By: Evans Attah Akangla| ignewss| Cape Coast

The Director of Surveys and Census, Mrs. Abena Asamoabia Osei Akoto, has emphasized the importance of prioritizing the data and survey indicators derived from the 2022 Demographic and Health Survey (DHS) conducted by the Ghana Statistical Service in the formulation of health policies by the Ministry of Health.

Mrs. Osei Akoto highlighted that the survey contains essential indicators crucial to the health sector, informing policy formulation at the national, continental (Agenda 2063), and global levels (Sustainable Development Goal 3).

She urged the Ministry of Health, as the primary policy-making body, to analyze the data, identify areas of concern, and address challenges comprehensively to arrive at effective solutions or propose alternative measures.

The Ghana Demographic and Health Survey 2022 (GDHS) primarily focuses on monitoring population and health situations in Ghana.

As the 7th edition since 1988, its objectives include providing reliable estimates of fertility levels and preferences, contraceptive use, antenatal and delivery care, maternal and child health, childhood mortality, childhood immunization, breastfeeding and young child feeding practices.

Additionally, it examines violence against women, nutritional status of adults and children, awareness regarding HIV/AIDS, prevalence, treatment, and prevention of malaria, and other relevant indicators for the Sustainable Development Goals.

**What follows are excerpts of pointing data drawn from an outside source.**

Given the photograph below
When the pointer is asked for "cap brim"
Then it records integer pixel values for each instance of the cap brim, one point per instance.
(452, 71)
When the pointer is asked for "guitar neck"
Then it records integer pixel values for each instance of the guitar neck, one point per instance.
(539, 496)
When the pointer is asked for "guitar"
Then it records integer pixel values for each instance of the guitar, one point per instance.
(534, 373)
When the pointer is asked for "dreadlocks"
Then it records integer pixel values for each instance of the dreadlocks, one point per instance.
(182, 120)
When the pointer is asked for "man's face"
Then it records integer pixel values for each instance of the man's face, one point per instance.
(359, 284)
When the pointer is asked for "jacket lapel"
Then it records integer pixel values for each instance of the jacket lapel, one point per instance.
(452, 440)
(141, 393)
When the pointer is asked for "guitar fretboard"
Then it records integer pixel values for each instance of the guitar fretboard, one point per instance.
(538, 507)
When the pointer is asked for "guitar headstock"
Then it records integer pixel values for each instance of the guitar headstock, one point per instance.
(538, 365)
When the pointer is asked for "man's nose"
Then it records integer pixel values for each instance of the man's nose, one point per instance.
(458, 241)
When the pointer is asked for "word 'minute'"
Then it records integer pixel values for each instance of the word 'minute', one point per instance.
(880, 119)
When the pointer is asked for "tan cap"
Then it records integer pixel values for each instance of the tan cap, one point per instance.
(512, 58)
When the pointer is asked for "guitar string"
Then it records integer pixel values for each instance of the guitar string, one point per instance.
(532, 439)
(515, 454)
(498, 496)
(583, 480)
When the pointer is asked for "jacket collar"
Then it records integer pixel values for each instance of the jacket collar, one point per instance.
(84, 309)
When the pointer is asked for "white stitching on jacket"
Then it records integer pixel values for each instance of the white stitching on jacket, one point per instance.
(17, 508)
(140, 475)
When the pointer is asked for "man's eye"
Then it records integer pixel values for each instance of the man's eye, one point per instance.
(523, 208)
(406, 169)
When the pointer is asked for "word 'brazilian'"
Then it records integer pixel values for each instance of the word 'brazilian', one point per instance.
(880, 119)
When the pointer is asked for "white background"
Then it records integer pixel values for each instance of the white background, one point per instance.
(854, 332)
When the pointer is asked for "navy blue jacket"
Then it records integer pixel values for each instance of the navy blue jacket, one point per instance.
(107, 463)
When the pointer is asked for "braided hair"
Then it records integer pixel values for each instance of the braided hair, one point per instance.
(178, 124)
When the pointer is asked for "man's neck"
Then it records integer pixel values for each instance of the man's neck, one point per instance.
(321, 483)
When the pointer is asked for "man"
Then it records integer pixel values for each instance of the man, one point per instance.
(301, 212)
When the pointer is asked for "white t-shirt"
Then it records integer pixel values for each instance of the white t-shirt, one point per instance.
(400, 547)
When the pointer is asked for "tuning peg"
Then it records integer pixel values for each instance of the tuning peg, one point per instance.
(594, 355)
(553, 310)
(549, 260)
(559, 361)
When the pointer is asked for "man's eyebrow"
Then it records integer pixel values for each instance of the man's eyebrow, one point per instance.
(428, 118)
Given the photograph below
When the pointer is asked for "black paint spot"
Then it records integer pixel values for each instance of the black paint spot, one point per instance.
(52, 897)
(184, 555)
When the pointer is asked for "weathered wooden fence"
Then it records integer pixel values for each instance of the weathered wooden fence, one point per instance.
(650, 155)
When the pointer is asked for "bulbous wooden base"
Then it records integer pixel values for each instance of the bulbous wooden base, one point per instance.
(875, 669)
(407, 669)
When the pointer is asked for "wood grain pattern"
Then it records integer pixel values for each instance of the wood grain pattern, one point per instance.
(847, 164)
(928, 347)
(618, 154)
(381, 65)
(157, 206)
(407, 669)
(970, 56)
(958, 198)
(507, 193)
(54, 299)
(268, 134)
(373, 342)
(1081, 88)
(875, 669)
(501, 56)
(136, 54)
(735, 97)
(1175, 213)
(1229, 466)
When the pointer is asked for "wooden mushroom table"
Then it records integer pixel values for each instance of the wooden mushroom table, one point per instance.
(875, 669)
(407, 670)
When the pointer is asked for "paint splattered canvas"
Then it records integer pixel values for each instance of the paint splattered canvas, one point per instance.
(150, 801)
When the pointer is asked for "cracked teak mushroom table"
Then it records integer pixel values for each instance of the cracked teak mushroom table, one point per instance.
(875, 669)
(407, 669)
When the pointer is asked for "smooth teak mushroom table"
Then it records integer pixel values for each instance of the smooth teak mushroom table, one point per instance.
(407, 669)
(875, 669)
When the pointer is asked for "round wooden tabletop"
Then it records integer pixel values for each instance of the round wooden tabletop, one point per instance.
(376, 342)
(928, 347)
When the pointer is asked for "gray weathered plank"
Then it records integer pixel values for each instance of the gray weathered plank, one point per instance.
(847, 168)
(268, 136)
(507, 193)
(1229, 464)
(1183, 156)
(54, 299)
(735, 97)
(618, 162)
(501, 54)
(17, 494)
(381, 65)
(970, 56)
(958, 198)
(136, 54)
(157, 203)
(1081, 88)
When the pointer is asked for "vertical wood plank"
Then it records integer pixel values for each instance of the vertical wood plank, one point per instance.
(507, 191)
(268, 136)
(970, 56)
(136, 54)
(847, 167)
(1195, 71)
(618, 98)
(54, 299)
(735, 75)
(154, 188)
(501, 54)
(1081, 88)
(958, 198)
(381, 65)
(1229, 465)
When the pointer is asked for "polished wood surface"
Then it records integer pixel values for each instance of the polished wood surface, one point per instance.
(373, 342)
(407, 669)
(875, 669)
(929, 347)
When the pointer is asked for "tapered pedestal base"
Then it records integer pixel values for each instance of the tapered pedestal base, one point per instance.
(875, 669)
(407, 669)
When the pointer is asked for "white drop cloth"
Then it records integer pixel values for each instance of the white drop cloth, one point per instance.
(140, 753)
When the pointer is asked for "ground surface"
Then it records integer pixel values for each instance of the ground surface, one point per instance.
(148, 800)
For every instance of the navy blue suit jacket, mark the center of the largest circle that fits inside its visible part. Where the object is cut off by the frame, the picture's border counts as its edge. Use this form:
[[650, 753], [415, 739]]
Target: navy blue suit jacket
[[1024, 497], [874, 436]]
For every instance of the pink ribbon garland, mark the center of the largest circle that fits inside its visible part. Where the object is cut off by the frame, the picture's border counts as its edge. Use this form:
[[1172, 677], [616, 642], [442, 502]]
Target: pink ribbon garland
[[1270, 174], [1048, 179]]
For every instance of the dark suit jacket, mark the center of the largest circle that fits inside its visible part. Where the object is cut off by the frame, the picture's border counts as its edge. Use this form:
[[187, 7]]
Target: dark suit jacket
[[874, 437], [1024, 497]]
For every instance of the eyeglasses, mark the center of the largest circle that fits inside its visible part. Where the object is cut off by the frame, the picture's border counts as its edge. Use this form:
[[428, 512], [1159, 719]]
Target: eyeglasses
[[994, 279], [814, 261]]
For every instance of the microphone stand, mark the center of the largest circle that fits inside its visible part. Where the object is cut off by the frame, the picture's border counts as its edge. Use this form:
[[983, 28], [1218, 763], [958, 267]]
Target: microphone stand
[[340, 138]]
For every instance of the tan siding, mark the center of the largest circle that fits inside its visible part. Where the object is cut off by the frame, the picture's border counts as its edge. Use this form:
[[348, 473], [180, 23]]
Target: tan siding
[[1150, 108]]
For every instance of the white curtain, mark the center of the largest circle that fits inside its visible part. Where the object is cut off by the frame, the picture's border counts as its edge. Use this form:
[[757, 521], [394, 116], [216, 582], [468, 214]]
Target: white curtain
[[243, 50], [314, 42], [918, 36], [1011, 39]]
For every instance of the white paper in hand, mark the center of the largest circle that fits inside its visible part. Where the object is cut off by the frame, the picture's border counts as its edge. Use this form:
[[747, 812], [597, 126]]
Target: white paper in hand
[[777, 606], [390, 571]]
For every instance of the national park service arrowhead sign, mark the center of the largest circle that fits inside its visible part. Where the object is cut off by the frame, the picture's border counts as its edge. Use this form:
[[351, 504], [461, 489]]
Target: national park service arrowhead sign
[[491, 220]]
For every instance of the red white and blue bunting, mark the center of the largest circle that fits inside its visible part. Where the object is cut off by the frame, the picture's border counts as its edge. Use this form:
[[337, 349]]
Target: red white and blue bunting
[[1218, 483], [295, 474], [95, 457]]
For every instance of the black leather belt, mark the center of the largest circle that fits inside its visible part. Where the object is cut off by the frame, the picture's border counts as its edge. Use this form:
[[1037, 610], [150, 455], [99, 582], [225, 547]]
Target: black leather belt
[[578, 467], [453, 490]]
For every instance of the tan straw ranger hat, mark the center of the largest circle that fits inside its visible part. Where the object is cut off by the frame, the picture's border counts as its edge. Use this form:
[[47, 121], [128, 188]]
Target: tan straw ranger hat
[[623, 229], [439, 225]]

The survey encompassed 15,014 women aged 15-49 in 17,933 households and 7,044 men aged 15-59 in selected households, representing 98% of women and 97% of men across all 16 regions in the country.

Mrs. Osei Akoto made this call during a dissemination workshop on the Demographic and Health Survey held at Pempasie Hotel in Cape Coast on March 5, 2024.

Representatives from NGOs in Health, Regional Health Directors, Regional Statisticians, and the Regional Director of Statistical Services from the coordinating council of four regions formed the Southern Zone, encompassing the Central, Western, Greater Accra, and Volta regions, designated as Zone 1 among the five zones in the country.

She expressed confidence in the positive impact of previous data from the Ghana Statistical Service, noting improvements in various indicators. For instance, she highlighted the decline in the use of Insecticide-Treated Nets (ITNs) and emphasized the need to investigate reasons behind the decrease in their purchase and usage.